I believe my obsession with mermaids ended after my mom read "The Little Mermaid" to me. Now, this was not the sanitized 1990's Disney version of the story. In the original, the mermaid must kill the prince or she will die and turn into sea foam. She cannot kill him, and so sea foam she becomes.
The other day I was at Dog Beach in Del Mar, just a few miles down the road from Carlsbad beach, where my sisters and I scattered our mother's ashes. It was the first time I saw the Pacific Ocean since we scattered her ashes in June. I felt so close to her, watching the sea foam lap at my feet.

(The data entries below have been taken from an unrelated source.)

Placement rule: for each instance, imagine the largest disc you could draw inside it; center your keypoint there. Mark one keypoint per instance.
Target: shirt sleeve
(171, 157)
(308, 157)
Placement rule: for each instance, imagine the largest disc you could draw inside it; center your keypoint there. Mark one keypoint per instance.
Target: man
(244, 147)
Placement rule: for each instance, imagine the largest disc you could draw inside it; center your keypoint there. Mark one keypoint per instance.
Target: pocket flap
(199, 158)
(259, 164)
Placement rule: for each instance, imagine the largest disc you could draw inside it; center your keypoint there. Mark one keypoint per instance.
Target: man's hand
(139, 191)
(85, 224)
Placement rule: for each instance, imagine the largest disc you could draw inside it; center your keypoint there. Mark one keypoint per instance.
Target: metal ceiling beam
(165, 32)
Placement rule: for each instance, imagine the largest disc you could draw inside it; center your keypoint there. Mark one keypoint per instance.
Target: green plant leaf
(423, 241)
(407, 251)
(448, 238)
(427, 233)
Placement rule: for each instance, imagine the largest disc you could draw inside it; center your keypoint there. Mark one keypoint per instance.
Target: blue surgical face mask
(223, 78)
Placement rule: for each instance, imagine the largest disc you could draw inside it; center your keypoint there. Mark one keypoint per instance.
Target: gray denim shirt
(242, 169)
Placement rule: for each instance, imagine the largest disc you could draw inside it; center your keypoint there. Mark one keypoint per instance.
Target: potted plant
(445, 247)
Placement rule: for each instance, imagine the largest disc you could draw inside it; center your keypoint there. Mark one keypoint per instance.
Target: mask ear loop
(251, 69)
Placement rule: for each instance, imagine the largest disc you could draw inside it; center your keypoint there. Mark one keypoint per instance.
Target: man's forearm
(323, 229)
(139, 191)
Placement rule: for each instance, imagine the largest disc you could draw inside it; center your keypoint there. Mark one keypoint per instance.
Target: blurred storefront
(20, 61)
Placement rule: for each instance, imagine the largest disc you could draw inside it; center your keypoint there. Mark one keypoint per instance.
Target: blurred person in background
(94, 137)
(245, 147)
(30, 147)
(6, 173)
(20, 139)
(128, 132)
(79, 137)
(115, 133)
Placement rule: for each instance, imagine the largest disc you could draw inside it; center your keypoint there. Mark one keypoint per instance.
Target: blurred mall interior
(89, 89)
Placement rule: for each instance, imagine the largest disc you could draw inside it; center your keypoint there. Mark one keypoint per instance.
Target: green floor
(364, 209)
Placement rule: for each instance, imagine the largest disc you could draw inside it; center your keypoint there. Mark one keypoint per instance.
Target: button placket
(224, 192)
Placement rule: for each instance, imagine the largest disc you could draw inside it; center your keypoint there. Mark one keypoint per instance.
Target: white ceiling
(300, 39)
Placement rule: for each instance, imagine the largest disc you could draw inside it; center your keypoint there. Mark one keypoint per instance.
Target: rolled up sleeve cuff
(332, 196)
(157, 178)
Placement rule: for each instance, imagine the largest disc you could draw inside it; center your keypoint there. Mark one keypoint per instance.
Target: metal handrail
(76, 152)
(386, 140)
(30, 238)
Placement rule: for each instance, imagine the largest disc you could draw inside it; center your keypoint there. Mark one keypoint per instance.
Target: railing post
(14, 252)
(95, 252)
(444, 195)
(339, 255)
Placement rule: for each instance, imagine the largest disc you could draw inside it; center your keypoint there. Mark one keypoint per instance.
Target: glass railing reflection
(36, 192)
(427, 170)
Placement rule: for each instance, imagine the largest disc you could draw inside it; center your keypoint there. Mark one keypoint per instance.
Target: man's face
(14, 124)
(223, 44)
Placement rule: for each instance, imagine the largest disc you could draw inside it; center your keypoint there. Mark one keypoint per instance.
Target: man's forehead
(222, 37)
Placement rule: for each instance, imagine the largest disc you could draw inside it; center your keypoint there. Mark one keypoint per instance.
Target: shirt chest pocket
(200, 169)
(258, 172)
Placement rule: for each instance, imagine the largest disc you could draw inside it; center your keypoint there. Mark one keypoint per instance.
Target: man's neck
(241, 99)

I looked up the original passage of Hans Christian Andersen's "The Little Mermaid" about the sea foam, and I felt as if the relationship I had with my mother had come full circle:
"The sun rose up from the waters. Its beams fell, warm and kindly, upon the chill sea foam, and the little mermaid did not feel the hand of death. In the bright sunlight overhead, she saw hundreds of fair ethereal beings. They were so transparent that through them she could see the ship's white sails and the red clouds in the sky. Their voices were sheer music, but so spirit-like that no human ear could detect the sound, just as no eye on earth could see their forms. Without wings, they floated as light as the air itself. The little mermaid discovered that she was shaped like them, and that she was gradually rising up out of the foam."